Although EarthShell's composite is not truly plastic, it often incorporates a biodegradable polymer as a moisture-barrier film or additive. So success in rigid packaging does help plastics win back ground lost to paper a decade ago, asserts Vincent Truant, EarthShell's president. He cites agreements assigning rights to partners to make EarthShell bowls, plates, clamshells, and cups. These packages are "baked" in a process analogous to waffle making, using dedicated equipment built by Detroit Tool and Engineering.

EarthShell has issued licenses for rigid packaging to Sweetheart Cup Co. in Owings Mills, Md.; Huhtamaki Oyj in Finland; and Green Packaging SDN BHD in Malaysia. Each has regional rights in fast-food, retail, and other sectors. Green Earth Packaging (GEP) in Dallas has been granted rights to supply discount stores and government agencies. EarthShell receives a 20% royalty on all sales.
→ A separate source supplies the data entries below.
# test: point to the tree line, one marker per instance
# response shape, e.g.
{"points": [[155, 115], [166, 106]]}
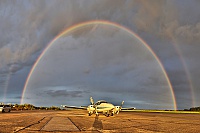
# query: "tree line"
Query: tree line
{"points": [[32, 107]]}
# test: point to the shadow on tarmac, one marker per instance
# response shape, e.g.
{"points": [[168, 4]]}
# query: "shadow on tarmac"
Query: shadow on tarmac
{"points": [[97, 125]]}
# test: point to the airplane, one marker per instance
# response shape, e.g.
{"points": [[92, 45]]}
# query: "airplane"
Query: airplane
{"points": [[100, 106]]}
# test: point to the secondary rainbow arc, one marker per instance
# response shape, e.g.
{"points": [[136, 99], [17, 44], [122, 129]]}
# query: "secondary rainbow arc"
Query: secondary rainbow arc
{"points": [[79, 25]]}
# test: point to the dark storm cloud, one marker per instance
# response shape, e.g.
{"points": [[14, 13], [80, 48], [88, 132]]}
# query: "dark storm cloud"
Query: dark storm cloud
{"points": [[26, 27], [64, 93]]}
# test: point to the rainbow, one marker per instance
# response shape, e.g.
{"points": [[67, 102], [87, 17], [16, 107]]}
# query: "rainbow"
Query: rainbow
{"points": [[79, 25]]}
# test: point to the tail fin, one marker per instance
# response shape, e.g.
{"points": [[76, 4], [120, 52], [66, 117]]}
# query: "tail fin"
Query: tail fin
{"points": [[122, 103], [91, 100]]}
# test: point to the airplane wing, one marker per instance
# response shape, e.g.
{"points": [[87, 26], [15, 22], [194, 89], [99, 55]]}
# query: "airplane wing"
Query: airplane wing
{"points": [[74, 107], [130, 108]]}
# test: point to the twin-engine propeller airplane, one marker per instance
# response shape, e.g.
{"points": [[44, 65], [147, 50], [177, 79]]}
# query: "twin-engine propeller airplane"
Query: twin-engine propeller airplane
{"points": [[100, 106]]}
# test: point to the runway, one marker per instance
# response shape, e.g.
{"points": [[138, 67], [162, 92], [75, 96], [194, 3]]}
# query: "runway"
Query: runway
{"points": [[77, 121]]}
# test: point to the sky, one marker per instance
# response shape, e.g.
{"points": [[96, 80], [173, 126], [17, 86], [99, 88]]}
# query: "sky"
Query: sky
{"points": [[104, 61]]}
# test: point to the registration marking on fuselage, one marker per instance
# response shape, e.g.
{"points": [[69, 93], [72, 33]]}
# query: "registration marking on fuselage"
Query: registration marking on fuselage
{"points": [[60, 124]]}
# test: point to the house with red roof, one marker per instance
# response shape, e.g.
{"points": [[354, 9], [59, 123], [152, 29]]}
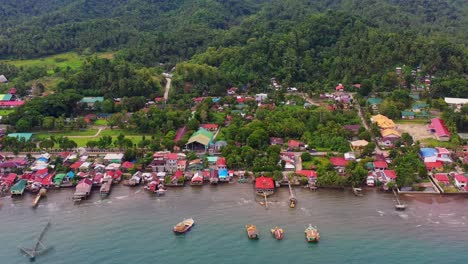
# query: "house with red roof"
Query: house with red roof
{"points": [[307, 173], [209, 127], [434, 165], [295, 145], [276, 141], [460, 180], [389, 175], [339, 163], [438, 127], [380, 165], [442, 178], [339, 88], [221, 163], [264, 185], [127, 165], [171, 162]]}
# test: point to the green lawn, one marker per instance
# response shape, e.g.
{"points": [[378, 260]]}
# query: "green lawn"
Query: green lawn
{"points": [[100, 122], [432, 143], [46, 134], [63, 60]]}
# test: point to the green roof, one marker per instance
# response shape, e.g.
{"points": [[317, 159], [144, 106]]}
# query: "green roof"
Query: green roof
{"points": [[5, 97], [202, 136], [374, 101], [19, 136], [92, 99], [59, 178]]}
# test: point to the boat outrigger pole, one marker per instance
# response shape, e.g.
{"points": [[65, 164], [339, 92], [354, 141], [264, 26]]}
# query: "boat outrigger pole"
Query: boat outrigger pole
{"points": [[39, 247]]}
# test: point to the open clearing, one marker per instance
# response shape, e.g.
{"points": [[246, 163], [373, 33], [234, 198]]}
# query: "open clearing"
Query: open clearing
{"points": [[418, 131]]}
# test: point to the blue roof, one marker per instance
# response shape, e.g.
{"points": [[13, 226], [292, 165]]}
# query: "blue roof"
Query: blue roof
{"points": [[428, 152], [222, 173]]}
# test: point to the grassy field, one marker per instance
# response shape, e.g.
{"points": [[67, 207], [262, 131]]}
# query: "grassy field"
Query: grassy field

Thomas Uleau, Sweetheart's vice chairman, called the agreements "one of the most significant developments in the food-service industry in years." Sweetheart is to begin production by mid-2003, and expects sales to reach $500 million a year by 2007. Green Packaging SDN plans to install five lines in Malaysia and make 1 billion units (mostly noodle bowls) by 2003. GEP will spend $10 million on five new lines in Texas that will start up in mid-2003.


Wraps & cups are hot

An alliance of EarthShell and DuPont Packaging & Industrial Polymers is focused on sandwich wraps. DuPont has global rights to sell food-service film in a $1-billion/yr market. Wrap can be made on existing blown- or cast-film equipment, largely because of the addition to the EarthShell formula of DuPont's Biomax polyester. 

This biodegradable thermoplastic imparts good foldability and drapability, aids printing, and adds moisture barrier. The wraps have been tested in several cities and at restaurants in eight national parks. Potential exists for replacing paper in other printed, disposable food applications as well.

Interest in composite hot cups to replace EPS and paper is intense, says John Nevling, EarthShell's director of product management. The agreement with Sweetheart includes cups and other rigid packages. Composite hot cups offer potential cost savings over EPS. Ingredient costs are around 3¢/lb for limestone and 22¢/lb for potato starch. Composite hot cups provide a "more pleasing feel to hands and lips" than EPS, adds Nevling. Versus paper, they are lighter and superior insulators (water in the dough foams during processing).

One challenge is a deeper draw than for other rigid packages. During vacuum forming of the biodegradable film lining, it is important to maintain uniform wall thickness and avoid wrinkling. Officials say the composite hot cups are more reliable than other cups because the film forms a continuous membrane to support the substrate at points where it might crack or pinhole.

Meanwhile, a rigid sheet made of EarthShell composite is being tested as a paperboard replacement in food and non-food uses. Work is also under way to adapt the composite for injection molding of disposable knives, forks, spoons, and coffee stirrers.